È arrivata all’Oasi circa 25 anni fa, donata da una signora di Torino che l’ha cresciuta in casa fin da quando il marito l’aveva portata con sé, appena nata, dall’Africa. Poiché le dimensioni dell’animale richiedevano un habitat adeguato la signora, seppur con rammarico, ha preferito donarla all’Oasi. Ginevra ha continuato a crescere, ora pesa circa 30 Kg. ed ha raggiunto la veneranda età di 40 anni. È abituata, nel periodo estivo, ad uscire dal suo ricovero invernale ed a girare libera. Non è infrequente, per gli ospiti che vengono a visitare l’Oasi, trovarla nel piazzale antistante il rettilario ed il recinto dei daini mentre placidamente si gode il sole.

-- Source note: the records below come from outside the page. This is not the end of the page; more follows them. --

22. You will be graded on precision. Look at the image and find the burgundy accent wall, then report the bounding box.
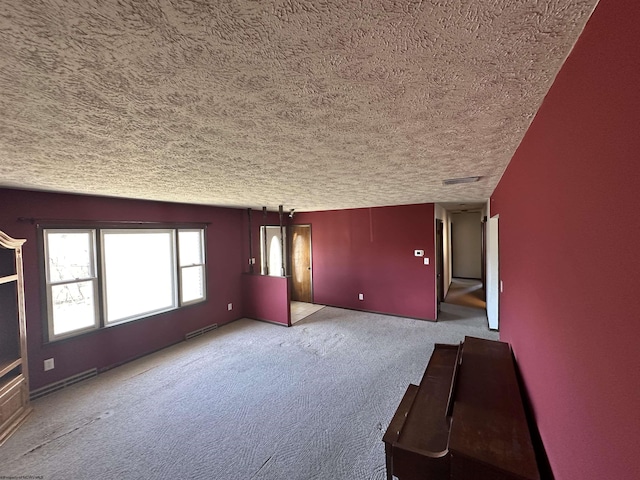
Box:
[0,189,246,389]
[292,204,437,320]
[491,0,640,480]
[242,274,291,326]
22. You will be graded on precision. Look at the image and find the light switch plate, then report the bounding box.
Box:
[44,358,56,372]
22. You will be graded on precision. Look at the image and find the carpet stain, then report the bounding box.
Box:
[22,410,113,457]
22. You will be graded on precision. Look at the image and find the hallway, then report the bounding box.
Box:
[444,278,487,310]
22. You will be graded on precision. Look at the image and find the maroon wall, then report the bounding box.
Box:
[491,0,640,480]
[293,204,437,320]
[0,189,246,389]
[242,274,291,326]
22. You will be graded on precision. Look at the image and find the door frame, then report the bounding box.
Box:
[287,223,314,303]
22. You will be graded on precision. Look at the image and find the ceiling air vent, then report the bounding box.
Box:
[442,176,481,185]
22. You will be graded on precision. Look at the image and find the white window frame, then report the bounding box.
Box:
[41,224,207,342]
[177,228,207,306]
[100,228,178,326]
[42,228,100,340]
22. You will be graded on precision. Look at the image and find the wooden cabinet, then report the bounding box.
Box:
[0,231,31,445]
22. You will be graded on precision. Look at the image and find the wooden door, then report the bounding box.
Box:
[289,225,313,303]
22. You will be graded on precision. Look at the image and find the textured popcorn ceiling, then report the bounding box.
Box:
[0,0,597,210]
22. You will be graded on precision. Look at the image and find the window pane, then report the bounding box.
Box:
[46,232,93,283]
[178,230,204,267]
[182,266,204,303]
[51,281,96,335]
[103,230,176,323]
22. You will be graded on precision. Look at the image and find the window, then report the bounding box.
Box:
[43,228,206,341]
[260,225,287,277]
[44,230,99,337]
[178,230,205,305]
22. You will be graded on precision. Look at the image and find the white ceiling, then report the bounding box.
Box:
[0,0,597,211]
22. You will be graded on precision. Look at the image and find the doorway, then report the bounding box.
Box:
[289,225,313,303]
[436,219,444,312]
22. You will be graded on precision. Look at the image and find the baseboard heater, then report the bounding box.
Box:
[184,323,218,340]
[29,368,98,400]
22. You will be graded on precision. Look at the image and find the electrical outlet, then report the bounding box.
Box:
[44,358,55,372]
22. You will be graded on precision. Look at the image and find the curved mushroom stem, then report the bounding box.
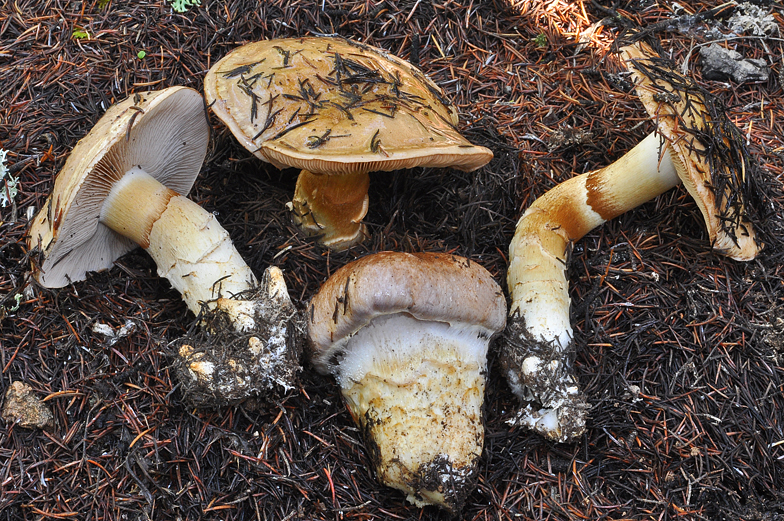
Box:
[291,170,370,251]
[101,168,298,405]
[101,168,258,315]
[502,132,681,442]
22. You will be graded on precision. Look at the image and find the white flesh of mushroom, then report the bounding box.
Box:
[336,314,493,506]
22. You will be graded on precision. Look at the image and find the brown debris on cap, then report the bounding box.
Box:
[204,37,492,174]
[620,41,761,261]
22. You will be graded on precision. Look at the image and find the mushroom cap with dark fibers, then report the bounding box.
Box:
[204,37,493,174]
[28,87,209,288]
[620,42,761,261]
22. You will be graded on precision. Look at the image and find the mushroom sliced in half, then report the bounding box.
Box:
[308,252,506,513]
[501,42,759,441]
[29,87,296,403]
[204,38,493,250]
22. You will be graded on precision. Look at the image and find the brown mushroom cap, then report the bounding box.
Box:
[204,38,493,174]
[620,42,760,261]
[29,87,209,287]
[308,252,506,374]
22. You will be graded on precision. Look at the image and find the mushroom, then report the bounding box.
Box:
[501,42,760,442]
[308,252,506,513]
[29,87,294,400]
[204,37,493,250]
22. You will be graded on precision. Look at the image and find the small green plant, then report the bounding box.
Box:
[0,148,19,208]
[168,0,201,13]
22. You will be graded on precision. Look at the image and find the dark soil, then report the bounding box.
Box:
[0,0,784,521]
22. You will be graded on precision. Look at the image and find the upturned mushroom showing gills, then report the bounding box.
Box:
[501,42,760,441]
[204,38,493,250]
[308,252,506,513]
[29,87,296,403]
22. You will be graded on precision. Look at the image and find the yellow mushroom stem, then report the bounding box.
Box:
[291,170,370,251]
[100,167,258,315]
[504,132,681,441]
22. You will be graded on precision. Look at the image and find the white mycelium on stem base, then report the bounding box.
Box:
[501,38,758,441]
[30,87,296,402]
[308,252,506,513]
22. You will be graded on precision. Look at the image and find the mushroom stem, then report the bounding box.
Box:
[337,314,488,513]
[100,167,258,315]
[292,170,370,251]
[502,132,681,441]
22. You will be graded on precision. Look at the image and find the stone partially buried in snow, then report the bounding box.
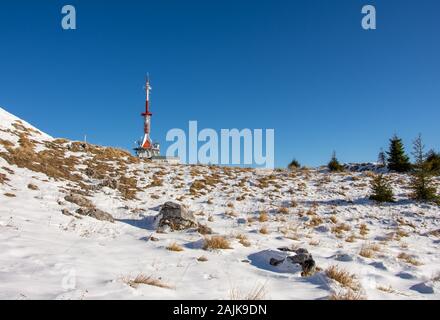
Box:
[76,208,115,222]
[156,201,198,231]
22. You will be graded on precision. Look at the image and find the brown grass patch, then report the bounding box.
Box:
[229,284,266,300]
[359,223,369,236]
[259,226,269,234]
[203,236,232,250]
[359,244,381,258]
[236,234,251,247]
[4,192,16,198]
[258,211,269,222]
[167,242,183,252]
[397,252,422,266]
[332,223,351,234]
[28,183,38,190]
[124,273,172,289]
[328,290,365,300]
[325,266,360,291]
[278,207,289,214]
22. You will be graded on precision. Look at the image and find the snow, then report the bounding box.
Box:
[0,108,440,299]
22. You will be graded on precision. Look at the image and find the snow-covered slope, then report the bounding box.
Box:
[0,109,440,299]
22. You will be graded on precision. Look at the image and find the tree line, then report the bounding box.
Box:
[289,135,440,204]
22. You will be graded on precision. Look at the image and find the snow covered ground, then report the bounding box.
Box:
[0,108,440,299]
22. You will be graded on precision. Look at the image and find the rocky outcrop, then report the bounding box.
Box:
[269,248,316,277]
[64,193,93,208]
[76,208,115,222]
[156,202,198,231]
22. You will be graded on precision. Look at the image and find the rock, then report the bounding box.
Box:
[64,193,93,208]
[61,209,72,216]
[156,201,198,231]
[84,167,96,178]
[269,248,316,277]
[76,208,115,223]
[99,177,118,189]
[333,253,353,262]
[315,226,330,233]
[269,258,285,267]
[409,282,434,294]
[197,224,212,235]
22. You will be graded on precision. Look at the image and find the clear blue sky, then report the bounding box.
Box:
[0,0,440,167]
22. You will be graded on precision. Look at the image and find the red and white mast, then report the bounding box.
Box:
[135,76,160,159]
[141,77,153,149]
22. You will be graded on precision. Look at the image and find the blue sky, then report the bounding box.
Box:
[0,0,440,167]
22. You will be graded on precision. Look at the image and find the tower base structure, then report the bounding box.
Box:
[134,144,160,159]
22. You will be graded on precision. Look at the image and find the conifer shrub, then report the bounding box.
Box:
[370,174,394,202]
[387,135,411,172]
[327,152,344,172]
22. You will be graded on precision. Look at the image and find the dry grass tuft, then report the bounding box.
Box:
[0,173,9,184]
[203,236,232,250]
[229,284,266,300]
[28,183,38,190]
[258,211,269,222]
[259,226,269,234]
[328,290,365,300]
[397,252,422,266]
[4,192,16,198]
[167,242,183,252]
[309,216,324,227]
[278,207,289,214]
[332,223,351,234]
[236,234,251,247]
[359,244,381,258]
[325,266,360,291]
[124,273,173,289]
[359,223,369,236]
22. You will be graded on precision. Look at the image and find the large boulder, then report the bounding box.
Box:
[156,201,198,231]
[76,208,115,223]
[269,248,316,277]
[64,193,93,208]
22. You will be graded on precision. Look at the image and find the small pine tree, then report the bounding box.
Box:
[327,151,344,172]
[411,135,439,201]
[370,174,394,202]
[387,135,411,172]
[287,159,301,170]
[377,148,387,168]
[426,150,440,175]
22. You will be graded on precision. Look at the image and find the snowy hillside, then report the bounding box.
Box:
[0,108,440,299]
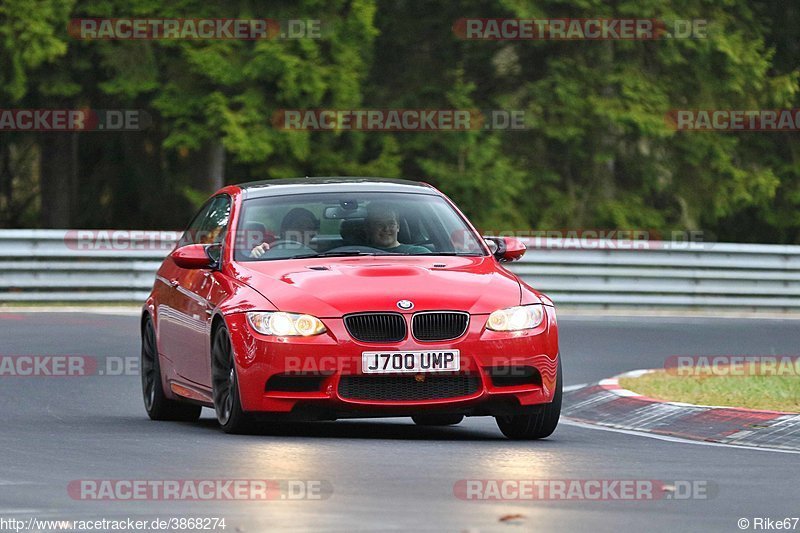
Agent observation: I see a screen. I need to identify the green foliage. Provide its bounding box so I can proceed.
[0,0,800,243]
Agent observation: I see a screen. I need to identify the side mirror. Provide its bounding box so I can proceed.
[170,244,220,269]
[484,237,527,263]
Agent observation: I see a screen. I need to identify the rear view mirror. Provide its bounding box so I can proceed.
[484,237,527,263]
[170,244,221,270]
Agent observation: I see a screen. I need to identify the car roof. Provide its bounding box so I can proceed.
[238,177,439,199]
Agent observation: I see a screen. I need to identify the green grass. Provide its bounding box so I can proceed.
[619,370,800,413]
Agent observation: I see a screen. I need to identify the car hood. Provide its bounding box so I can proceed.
[233,256,522,318]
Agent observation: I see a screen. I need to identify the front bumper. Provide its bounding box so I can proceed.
[225,307,559,419]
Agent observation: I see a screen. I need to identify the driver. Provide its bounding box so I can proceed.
[366,202,431,255]
[250,207,319,258]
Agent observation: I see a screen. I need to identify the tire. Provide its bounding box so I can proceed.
[211,325,253,434]
[411,415,464,426]
[141,318,203,422]
[495,355,563,440]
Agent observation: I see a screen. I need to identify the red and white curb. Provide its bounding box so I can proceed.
[563,370,800,451]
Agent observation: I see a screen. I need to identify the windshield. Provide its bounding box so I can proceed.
[228,192,485,261]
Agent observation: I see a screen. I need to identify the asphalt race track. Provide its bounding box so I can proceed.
[0,312,800,532]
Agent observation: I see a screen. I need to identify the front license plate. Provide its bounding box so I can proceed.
[361,350,461,374]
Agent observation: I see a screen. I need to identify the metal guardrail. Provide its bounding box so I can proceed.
[0,230,800,311]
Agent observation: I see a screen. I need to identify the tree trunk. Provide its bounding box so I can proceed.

Ormai conosce la strada ed è lei stessa che fa capire quando vuole uscire così come, ormai sazia di sole, vederla prendere la via di casa per rientrare al calar della sera.   


 







                               

IGOR – CORVO ALBINO


Igor ha vissuto da pullo presso l’Università di veterinaria ed è stato affidato all’Oasi dalla Provincia circa 3 anni fa. Quando è arrivato non era ancora svezzato e la struttura ha contribuito, con amore e dedizione al suo svezzamento, imbeccandolo ad intervalli regolari, proprio come avrebbero fatto in natura i suoi genitori. Gode di ottima salute e quando i visitatori si avvicinano o passano davanti alla sua voliera li saluta.









 
Ginetto – macaca nemestrina

Ginetto è stato affidato al Parco dalla Forestale di Milano che l’aveva requisito, molto piccolo, al suo arrivo dal Marocco. Inizialmente affidato ad una struttura che però aveva un habitat molto limitato è stato in seguito affidato all’Oasi circa 6/7 anni fa. Era molto debilitato e faceva fatica a muoversi. A seguito delle amorevoli cure prestategli si è ripreso,  ha subito familiarizzato con alcuni addetti della struttura ed anche con i visitatori vicino all’ingresso del Parco.  Gli era consentito di girare libero durante il giorno ed addirittura lo si poteva vedere tranquillamente seduto a tavola con il titolare. Dopo 3 anni, raggiunta la maturazione sessuale, ha evidenziato alcune modifiche alla personalità (perfettamente in linea con la natura dei macachi maschi), diventando un po' aggressivo al punto di non consentirgli più, per motivi di sicurezza, di godere di quella libertà a cui era abituato. Stiamo valutando la possibilità di affiancargli una femmina, anche se siamo consapevoli che l’iter potrebbe rivelarsi complesso e forse non attuabile.

 








FAUSTINO – FAINA
 
 
 
Anche Faustino ci è stato affidato nel 2016.  Pur essendo conosciuto come un animale dalla natura particolarmente sanguinaria, Faustino è invece estremamente affettuoso e socievole con lo Staff dell’Oasi e con alcuni di noi va in giro sulle spalle. Anche per lui il Parco auspicherebbe la possibilità di restituirgli la libertà con le stesse considerazioni però già esposte per Torquato.









 

                                                                                                                                                        CicO – TEGU ARGENTINO
 
 

Questo rettile è stato trovato nel 2013 nei pressi dell’ingresso principale al Parco Regionale della Mandria a Venaria.
La sua storia è un mistero perché potrebbe essere fuggito da un rettilario privato o, molto più probabile, essere stato abbandonato.
Consegnato al Centro Animali non Convenzionali della Facoltà di Medicina Veterinaria dell’Università degli Studi di Torino, dopo essere stato sottoposto alle visite veterinarie, che avevano evidenziato buone condizioni di salute, è stato affidato dalla Città Metropolitana all’Oasi nello stesso anno 2013.
L’animale si è pienamente adattato a vivere nella sua teca nel rettilario.







 


PACO – ARA
 
 

 
Portato all’Oasi da una famiglia di Torino 4 anni fa costretta a donarlo in quanto impossibilitata a tenerlo nell’abitazione perché il suo “chiacchiericcio” era troppo rumoroso ed infastidiva il condominio.
Si è affezionato subito a tutti i componenti dello staff; ha imparato a chiamare ognuno con il proprio nome e quando ogni componente si avvicina alla sua voliera lo chiama e saluta senza mai sbagliarne il nome.
 
Tutte le domeniche è possibile vederlo aggirarsi nell’Oasi, sul braccio del suo “tutor”, mentre incontra i visitatori o soltanto godersi la giornata fuori dalla sua voliera.